Thursday, May 28, 2020

Whataboutery and moral equivalency - weapons in the war on truth part 1

Something that frustrates me most in the political conversations I see around at the moment is "whataboutery" and "moral equivalency".

I'm going to use some examples that I've seen on Facebook in the last couple of days that were responses to the recent row over the actions of the Prime Minister's advisor Dominic Cummings to illustrate these debating tactics. In fact, they aren't debating tactics. They are attempts to shut down the debate or derail it into the long grass.

I tend to see these more when people are trying to defend the Tories or actions of those even further on the right. They have been very common on the anti-EU side of the Brexit argument, and they are almost universally used by apologists for Donald Trump.

That's not to say they couldn't be used by anyone, from any political ideology, supporting any political aim. Or really any argument at all. You see these arguments all the time in sports when shady, loaded individuals want to take over a football club for example, and fans are looking for a reason to justify their continued support for a club that is now owned by a human rights violater with a reputation for torture.

But I tend to see them deployed most often on the political right. They are used to minimise terrible moral actions and deflect away scandals. They have been very effective in the propaganda wars on social media. They tend to get shared by people who aren't very good at recognising propaganda.

There is a subtle difference between the two."Moral equivalency" is the fancy term for saying "they're all as bad as each other!" Moral Equivalency gets rolled out any time a person's degenerate behaviour is questioned. Here's an example; the first comment left on a post that my friend Sian shared on Facebook about Dominic Cummings.

The joke that Sian shared is that if you 'cut out' the mask and wear it you can drive wherever the f*ck you want during lockdown. This joke incidentally, was ripped off by the Daily Star, and printed on their front page.

The very first comment is a classic piece of Moral Equivalency.

"Or Welsh Labour MP Stephen Kinnock, or the Scottish Dr. Seems it doesn't matter what political party there are idiots in them all who bend the rules to suit them [angry emoji]"

Do you see the attempt to make an equivalency case? Well, says our erstwhile commentator, they're all as bad as each other.

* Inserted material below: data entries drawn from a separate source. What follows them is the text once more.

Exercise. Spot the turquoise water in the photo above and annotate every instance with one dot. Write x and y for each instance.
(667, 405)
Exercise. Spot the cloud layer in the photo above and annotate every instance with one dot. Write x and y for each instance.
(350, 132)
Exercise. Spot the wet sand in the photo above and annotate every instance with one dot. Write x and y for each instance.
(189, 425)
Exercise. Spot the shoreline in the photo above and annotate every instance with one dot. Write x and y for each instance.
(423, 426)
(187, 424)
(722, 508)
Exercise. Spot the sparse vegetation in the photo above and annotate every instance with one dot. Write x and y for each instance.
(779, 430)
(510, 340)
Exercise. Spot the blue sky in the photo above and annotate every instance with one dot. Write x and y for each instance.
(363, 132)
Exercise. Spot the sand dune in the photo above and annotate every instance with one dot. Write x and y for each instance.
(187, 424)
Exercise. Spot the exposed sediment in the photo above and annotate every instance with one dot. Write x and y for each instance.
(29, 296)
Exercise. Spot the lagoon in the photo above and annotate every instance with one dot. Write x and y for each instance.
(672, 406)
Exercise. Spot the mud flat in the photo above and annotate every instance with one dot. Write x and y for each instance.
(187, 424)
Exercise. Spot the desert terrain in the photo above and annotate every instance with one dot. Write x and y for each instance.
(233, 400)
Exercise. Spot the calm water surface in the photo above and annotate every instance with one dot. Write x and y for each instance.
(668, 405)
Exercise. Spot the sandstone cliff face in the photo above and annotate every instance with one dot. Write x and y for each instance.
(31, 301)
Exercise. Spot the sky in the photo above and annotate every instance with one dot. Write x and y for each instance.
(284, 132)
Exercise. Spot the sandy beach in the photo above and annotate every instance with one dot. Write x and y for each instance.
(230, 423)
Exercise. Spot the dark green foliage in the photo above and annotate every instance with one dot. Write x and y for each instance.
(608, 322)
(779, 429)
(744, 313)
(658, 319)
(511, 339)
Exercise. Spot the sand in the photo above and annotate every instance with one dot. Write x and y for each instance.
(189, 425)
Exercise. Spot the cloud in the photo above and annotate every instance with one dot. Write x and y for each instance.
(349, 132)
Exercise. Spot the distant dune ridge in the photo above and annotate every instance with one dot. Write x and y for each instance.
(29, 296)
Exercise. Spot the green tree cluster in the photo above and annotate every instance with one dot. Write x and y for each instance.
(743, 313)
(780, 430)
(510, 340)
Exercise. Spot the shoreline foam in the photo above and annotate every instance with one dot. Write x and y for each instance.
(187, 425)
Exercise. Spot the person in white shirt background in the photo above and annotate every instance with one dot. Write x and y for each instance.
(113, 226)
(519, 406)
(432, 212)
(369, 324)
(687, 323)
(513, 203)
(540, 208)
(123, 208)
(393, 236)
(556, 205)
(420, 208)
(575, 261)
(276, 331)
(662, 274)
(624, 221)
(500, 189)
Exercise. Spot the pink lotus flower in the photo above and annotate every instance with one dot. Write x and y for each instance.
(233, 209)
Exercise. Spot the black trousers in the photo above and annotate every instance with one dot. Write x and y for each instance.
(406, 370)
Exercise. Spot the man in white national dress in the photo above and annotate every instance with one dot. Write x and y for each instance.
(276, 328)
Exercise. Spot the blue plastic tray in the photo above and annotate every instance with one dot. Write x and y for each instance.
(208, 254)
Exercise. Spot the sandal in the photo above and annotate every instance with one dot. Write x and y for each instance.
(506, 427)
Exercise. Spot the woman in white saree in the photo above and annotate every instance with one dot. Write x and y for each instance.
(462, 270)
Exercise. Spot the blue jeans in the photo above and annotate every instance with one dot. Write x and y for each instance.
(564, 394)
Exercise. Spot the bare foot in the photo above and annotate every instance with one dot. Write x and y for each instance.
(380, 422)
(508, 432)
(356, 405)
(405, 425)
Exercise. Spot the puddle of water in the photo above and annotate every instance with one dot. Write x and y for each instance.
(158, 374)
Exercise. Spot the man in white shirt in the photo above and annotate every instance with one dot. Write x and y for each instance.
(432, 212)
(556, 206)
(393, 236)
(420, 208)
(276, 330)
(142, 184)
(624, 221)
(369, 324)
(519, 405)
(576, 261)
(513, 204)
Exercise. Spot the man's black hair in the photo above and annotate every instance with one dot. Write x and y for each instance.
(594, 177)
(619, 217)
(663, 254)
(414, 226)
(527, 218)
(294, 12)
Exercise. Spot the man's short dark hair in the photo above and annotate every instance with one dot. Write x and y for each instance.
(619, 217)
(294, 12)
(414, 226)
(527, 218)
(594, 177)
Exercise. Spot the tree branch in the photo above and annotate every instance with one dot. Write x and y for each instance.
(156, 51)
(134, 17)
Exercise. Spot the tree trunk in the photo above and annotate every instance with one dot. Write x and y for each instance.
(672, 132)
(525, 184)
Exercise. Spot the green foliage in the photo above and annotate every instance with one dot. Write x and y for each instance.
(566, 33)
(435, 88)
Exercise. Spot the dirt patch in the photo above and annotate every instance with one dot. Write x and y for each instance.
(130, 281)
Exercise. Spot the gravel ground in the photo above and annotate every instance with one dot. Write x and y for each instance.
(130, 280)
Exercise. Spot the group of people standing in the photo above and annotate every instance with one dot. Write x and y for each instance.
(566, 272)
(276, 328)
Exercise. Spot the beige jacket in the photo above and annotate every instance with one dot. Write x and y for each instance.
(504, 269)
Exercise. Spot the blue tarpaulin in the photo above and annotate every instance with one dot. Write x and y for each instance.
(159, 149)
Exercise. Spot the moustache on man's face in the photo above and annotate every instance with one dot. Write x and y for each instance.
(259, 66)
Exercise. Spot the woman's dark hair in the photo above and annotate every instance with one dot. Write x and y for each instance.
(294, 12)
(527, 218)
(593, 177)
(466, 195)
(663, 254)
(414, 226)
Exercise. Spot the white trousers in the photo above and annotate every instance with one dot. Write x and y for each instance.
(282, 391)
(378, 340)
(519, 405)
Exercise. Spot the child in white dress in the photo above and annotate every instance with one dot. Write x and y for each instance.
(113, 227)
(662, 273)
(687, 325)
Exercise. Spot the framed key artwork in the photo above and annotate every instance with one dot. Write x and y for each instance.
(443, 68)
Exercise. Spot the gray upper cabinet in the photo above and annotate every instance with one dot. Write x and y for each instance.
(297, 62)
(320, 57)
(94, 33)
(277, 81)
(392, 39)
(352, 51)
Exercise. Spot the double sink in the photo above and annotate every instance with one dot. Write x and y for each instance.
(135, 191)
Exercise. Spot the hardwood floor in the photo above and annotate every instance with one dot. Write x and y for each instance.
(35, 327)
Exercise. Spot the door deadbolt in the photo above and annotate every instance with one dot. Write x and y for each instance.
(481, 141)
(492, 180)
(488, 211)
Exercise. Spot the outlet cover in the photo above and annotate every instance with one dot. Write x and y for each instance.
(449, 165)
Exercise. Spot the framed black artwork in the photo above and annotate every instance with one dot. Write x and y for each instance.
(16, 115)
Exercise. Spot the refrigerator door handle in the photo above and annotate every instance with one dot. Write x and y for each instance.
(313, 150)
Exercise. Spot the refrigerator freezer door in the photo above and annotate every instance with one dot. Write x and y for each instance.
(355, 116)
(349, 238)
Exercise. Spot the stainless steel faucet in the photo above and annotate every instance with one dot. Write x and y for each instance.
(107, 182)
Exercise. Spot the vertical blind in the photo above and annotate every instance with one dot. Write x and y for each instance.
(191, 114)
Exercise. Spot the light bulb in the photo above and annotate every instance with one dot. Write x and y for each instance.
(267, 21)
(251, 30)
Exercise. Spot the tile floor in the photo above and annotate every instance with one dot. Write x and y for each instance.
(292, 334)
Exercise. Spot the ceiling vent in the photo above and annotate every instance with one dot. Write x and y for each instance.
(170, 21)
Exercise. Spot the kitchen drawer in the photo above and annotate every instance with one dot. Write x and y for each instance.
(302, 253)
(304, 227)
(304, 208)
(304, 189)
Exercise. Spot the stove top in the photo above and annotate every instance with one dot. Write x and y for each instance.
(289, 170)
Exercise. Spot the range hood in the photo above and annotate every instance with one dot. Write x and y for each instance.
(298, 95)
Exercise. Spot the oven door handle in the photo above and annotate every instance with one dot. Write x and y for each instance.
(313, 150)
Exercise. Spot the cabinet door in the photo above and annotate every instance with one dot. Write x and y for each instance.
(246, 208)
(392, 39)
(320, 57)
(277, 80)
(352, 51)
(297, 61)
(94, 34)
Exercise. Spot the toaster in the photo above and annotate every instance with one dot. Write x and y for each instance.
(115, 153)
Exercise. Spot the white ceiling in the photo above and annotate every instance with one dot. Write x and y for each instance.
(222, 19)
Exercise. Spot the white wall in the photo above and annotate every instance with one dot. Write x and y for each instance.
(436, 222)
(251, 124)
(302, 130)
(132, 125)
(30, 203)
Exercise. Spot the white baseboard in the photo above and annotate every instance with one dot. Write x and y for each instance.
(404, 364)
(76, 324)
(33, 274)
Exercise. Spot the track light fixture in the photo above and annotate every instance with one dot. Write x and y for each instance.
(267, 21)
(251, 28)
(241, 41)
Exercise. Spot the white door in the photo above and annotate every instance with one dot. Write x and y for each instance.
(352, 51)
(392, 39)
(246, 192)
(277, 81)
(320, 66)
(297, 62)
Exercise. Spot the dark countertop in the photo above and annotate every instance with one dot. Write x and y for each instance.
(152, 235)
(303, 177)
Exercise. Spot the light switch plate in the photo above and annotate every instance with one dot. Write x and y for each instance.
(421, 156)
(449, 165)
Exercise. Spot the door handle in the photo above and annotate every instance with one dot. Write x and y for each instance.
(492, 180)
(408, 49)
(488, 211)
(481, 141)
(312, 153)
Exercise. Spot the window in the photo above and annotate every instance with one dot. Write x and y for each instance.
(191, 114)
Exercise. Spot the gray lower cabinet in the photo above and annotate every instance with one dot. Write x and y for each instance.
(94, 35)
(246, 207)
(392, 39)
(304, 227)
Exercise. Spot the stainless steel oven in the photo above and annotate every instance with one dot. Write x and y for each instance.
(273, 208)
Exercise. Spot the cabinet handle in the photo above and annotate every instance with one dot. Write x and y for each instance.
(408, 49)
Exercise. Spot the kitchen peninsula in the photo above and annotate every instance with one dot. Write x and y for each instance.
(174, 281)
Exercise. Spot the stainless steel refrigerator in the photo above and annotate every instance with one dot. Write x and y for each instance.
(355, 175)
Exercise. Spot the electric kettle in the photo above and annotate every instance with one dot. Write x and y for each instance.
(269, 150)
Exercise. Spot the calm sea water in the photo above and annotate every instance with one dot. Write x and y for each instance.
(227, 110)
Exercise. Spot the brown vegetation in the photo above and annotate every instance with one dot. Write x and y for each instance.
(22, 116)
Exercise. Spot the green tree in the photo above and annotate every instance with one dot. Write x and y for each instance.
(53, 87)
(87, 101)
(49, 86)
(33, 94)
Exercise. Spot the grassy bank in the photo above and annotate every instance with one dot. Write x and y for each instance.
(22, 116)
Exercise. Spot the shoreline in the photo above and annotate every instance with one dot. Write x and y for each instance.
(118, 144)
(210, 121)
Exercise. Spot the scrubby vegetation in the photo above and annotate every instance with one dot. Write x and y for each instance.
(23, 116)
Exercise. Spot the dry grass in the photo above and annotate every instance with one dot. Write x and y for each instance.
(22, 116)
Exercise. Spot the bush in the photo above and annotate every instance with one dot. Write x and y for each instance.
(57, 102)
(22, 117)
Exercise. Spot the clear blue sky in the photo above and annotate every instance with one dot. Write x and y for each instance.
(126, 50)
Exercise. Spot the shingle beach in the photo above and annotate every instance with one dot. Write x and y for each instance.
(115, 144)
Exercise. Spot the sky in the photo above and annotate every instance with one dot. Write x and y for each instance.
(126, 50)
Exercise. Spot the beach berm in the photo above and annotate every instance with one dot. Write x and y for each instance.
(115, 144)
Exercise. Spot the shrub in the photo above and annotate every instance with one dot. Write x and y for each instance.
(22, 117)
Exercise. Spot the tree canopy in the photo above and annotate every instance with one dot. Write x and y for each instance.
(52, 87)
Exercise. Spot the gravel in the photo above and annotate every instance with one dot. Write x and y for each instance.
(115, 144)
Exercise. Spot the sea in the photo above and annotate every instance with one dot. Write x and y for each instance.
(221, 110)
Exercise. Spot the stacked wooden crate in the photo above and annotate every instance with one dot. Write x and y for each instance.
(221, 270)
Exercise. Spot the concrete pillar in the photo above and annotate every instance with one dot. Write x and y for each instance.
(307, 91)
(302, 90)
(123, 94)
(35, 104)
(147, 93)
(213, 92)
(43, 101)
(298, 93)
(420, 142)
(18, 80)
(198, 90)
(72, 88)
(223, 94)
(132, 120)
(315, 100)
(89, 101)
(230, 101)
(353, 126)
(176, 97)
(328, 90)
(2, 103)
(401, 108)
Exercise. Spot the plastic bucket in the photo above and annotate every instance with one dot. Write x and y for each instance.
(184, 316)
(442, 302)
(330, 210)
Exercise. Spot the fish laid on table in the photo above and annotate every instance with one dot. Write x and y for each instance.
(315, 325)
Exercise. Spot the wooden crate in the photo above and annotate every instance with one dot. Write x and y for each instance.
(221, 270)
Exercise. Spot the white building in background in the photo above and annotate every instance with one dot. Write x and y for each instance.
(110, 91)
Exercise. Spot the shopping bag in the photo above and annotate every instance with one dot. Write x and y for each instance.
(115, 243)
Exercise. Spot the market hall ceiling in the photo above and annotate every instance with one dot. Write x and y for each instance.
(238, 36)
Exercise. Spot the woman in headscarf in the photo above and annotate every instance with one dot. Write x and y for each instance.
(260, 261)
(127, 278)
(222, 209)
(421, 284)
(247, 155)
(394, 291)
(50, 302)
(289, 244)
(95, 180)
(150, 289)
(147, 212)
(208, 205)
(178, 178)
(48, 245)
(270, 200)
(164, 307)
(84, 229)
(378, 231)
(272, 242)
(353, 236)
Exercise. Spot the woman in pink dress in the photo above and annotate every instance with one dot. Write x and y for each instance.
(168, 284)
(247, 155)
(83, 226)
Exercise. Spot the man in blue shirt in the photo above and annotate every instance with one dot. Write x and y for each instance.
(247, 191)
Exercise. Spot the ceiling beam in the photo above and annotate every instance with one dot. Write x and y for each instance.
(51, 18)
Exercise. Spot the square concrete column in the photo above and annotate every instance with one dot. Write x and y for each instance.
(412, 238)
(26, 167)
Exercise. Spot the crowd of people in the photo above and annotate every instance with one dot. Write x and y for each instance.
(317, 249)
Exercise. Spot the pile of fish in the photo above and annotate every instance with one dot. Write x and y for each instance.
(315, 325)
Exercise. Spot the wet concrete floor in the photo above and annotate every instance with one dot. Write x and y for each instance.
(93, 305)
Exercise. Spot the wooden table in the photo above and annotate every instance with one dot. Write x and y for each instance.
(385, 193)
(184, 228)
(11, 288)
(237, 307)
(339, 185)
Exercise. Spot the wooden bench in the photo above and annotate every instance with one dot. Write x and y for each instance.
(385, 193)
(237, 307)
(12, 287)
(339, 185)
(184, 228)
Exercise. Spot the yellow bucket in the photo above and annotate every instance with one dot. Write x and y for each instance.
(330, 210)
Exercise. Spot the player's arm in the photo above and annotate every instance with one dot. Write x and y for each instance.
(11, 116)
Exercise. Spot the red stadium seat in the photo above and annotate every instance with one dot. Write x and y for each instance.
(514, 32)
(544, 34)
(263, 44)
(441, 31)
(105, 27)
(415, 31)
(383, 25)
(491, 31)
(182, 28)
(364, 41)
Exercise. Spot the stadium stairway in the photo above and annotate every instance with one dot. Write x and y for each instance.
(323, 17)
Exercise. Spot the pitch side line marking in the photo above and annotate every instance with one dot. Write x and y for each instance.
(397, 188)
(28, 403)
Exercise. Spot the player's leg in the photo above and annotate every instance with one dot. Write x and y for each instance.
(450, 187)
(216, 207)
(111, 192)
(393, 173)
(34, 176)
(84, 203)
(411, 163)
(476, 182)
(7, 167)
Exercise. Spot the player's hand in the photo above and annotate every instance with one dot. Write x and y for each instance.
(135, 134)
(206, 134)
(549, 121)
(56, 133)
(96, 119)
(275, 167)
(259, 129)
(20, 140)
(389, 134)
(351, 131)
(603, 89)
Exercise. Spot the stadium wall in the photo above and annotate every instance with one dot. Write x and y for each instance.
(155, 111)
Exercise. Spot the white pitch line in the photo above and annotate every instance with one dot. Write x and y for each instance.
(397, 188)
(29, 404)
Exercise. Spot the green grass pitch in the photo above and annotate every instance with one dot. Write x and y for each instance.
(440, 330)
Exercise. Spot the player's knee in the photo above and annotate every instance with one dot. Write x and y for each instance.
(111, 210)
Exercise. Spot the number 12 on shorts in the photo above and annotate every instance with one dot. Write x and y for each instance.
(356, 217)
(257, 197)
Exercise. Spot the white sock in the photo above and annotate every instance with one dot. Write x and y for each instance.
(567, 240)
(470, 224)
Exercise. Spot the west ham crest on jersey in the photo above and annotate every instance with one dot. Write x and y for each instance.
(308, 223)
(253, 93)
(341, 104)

There are so many problems with this approach it's hard to list them all, but we can deconstruct this argument to see what the person using it is trying to do.

1) It casts shade on somebody else from a different part of the political spectrum to try and provoke a defence of that person. (It's a shame for them they can't do better than Stephen Kinnock. I can't imagine anyone jumping to his defence.)

2) If they don't provoke a defence of that person, it is still minimising this as just a political disagreement. They're basically saying 'You are only disapproving because he's an advisor to the Tory Prime Minister.' That's basically invalidating a person's opinion by accusing them of bias. It's an attempt to negate the argument by changing the basis of the argument from examination of a person's actions to debate about their beliefs.

3) It's an attempt to downplay and justify. But justifying bad behaviour by citing another person's bad behaviour is juvenile. That's like me telling my Mum I shouldn't be told off for kicking the cat because my brother forgot to feed the cat last week*.

*this is an analogy. No cats were actually kicked or neglected in the writing of this blog post.

4) This is a good example of someone trying to "kitchen sink" an argument - throwing in all the examples they can to show that there are loads of people breaking the rules out there.

In this case the person doing the 'kitchen sinking' is factually wrong which is counter-productive to their argument. The "Scottish Dr" was an employee of the Scottish Government, not a member of a political party. (As far as I'm aware, anyway. I never saw any party affiliations mentioned when the news cycle was about her.) And, more importantly, she resigned when her rule-breaking was discovered.

That actually shows a level of contrition and acknowledgment of wrongdoing that has been completely absent from Cummings. In fact, the "Scottish Dr" is an example of a high ranking government advisor who owned her rule-breaking and took the consequences rather than trying to avoid them. The commenter either doesn't know this or doesn't care. They just want as much evidence as possible. Facts don't matter. Kitchen sinkers are rarely deep thinkers.

5) It makes all wrongdoing equally bad. It's similar to when the tape came out with President Trump describing his approach to women as "grab them by the pussy" and his supporters replied with whatever bad thing they thought his opponents had done. 'They're all as bad as each other' implies that every action or attitude is of equal standing. 

6) It reduces accountability. "Of course Dominic Cummings ignored the lockdown rules and quarantine restrictions - he's a political advisor, that's what people in politics do..." Such an attitude basically gives people a free pass and doesn't hold them accountable for their actions.

I have some more examples but this has turned into a long post, so I will write about them in part 2.